Mohammed Bansil, known professionally as DJ Medmessiah, is a Filipino-Algerian DJ, record producer and rapper. He is the founder of the independent record label and collective Morobeats, which focuses on hip-hop music in the Philippines, particularly from the Mindanao region.

== Early life ==
Bansil was born in Algeria to a Tausug-Maguindanaon father and a Moroccan mother. His family lived in France, where he spent the first three years of his life, before moving to the Muslim district of Maharlika Village in Taguig, Metro Manila. When his father accepted a position as a Shariah court judge, the family settled in Pagadian, Zamboanga del Sur. As a teenager, he played drums in a local band that competed in regional music events. Following the death of his father in 1992, his family relocated to Zamboanga City, where his mother operated a small business selling textiles and merchandise.

== Career ==
=== Early career ===
In the 1990s, Bansil began as a breakdancer before learning turntablism after watching the DMC World DJ Championships.
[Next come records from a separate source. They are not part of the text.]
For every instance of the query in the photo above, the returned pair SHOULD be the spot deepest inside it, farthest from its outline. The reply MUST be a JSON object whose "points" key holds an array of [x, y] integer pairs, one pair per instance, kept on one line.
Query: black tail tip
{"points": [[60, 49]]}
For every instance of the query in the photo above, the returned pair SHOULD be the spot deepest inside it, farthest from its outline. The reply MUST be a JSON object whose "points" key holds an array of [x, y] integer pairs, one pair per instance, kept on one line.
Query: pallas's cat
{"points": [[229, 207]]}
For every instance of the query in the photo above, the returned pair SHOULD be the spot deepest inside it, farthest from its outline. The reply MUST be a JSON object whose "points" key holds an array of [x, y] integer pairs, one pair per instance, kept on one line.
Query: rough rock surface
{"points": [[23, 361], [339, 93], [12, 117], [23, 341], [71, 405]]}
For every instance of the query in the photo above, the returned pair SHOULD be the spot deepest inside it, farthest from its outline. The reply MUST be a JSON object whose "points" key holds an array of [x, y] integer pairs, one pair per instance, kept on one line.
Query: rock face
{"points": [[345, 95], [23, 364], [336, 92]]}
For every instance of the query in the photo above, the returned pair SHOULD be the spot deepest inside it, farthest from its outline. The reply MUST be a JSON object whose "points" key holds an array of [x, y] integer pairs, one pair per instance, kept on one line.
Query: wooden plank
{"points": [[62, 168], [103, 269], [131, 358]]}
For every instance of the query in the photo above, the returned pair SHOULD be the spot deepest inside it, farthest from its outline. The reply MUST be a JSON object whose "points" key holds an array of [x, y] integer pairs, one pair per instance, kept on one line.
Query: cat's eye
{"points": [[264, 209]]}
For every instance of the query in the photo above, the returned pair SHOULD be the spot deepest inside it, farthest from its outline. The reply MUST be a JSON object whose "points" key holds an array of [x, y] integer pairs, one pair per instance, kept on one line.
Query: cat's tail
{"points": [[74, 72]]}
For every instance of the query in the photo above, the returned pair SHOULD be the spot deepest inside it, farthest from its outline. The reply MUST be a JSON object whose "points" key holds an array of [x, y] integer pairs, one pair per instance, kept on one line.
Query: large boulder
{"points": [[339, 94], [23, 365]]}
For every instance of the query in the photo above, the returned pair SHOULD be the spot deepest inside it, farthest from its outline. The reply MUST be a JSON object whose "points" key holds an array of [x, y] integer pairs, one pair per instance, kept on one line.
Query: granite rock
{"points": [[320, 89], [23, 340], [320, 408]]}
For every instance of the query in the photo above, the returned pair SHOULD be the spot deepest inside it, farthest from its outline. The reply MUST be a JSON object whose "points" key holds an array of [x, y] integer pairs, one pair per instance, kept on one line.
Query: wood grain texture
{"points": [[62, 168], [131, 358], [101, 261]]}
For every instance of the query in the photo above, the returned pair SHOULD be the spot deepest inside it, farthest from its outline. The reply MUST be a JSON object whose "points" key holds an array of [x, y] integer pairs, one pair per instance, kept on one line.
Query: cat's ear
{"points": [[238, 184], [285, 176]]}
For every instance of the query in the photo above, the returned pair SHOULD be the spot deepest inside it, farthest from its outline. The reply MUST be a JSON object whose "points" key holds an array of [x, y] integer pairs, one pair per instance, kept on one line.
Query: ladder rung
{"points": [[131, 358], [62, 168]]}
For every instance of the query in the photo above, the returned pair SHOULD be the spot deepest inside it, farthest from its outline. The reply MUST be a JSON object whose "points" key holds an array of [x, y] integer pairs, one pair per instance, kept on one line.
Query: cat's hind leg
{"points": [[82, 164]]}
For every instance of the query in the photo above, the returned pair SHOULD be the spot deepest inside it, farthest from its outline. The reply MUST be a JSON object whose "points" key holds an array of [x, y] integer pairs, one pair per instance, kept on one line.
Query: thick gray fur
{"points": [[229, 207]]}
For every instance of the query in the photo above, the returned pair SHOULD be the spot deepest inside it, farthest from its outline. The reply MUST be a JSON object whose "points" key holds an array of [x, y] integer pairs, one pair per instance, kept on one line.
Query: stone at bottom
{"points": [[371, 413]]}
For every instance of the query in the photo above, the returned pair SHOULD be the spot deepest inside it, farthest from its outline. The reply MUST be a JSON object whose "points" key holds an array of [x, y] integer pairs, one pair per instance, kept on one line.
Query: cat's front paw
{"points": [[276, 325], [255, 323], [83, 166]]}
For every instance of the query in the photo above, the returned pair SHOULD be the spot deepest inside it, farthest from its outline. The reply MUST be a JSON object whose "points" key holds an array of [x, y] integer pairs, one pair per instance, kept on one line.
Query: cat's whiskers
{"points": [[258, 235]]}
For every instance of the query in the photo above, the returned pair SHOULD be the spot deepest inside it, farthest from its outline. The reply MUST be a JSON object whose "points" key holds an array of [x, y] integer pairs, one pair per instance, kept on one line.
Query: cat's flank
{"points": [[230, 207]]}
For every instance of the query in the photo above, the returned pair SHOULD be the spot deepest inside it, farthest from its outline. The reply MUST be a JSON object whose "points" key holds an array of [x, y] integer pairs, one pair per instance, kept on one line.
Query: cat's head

He later moved to Manila, where he became involved in the local hip-hop community.

=== Morobeats ===
In 2014, Bansil established the record label Morobeats. The collective produces and releases hip-hop music and collaborates with artists from different regions in the Philippines.

In 2024, Morobeats took part in Spotify’s KALYE X project with the single Kendeng. In 2025, Bansil released Gubat na Siyudad, featuring artists from the Morobeats roster. The track received the Hip-Hop Song of the Year award at the inaugural 2025 Filipino Music Awards. The group also released Anak Ka Ng Pu!, which was performed during Baha sa Luneta and became an anthem expressing frustration over corruption and social issues in the Philippines.

== Musical style ==
Bansil’s production style combines elements of hip hop with rhythmic influences from Mindanaoan traditional music, including instruments such as the kulintang. His works often include themes of cultural identity and social commentary.

== Activism ==
Bansil and the Morobeats collective have been noted for incorporating themes of social awareness and advocacy into their music. The group often uses hip hop as a platform to address issues affecting marginalized communities in Mindanao and across the Philippines.

During the group’s acceptance speech at the 2025 Filipino Music Awards, Bansil expressed support for humanitarian causes and ended with the message “Free Palestine,” drawing attention to the situation in Gaza.

== Personal life ==
To support his young family after getting married, Bansil ran a halal fusion restaurant in Manila.

Bansil has two daughters, known by their stage names Miss A and Fateeha. Both are artists under the Morobeats label and have released songs in collaboration with other members of the collective.

Bansil also has two sisters, Nadjoua and Linda Bansil, who are independent filmmakers. The sisters were kidnapped by the Abu Sayyaf Group on June 22, 2013, in Sulu, and were held captive for eight months before being released in February 2014.

== Legacy ==
Bansil has been cited in media coverage for promoting regional representation in Filipino hip-hop and for supporting artists who perform in local languages.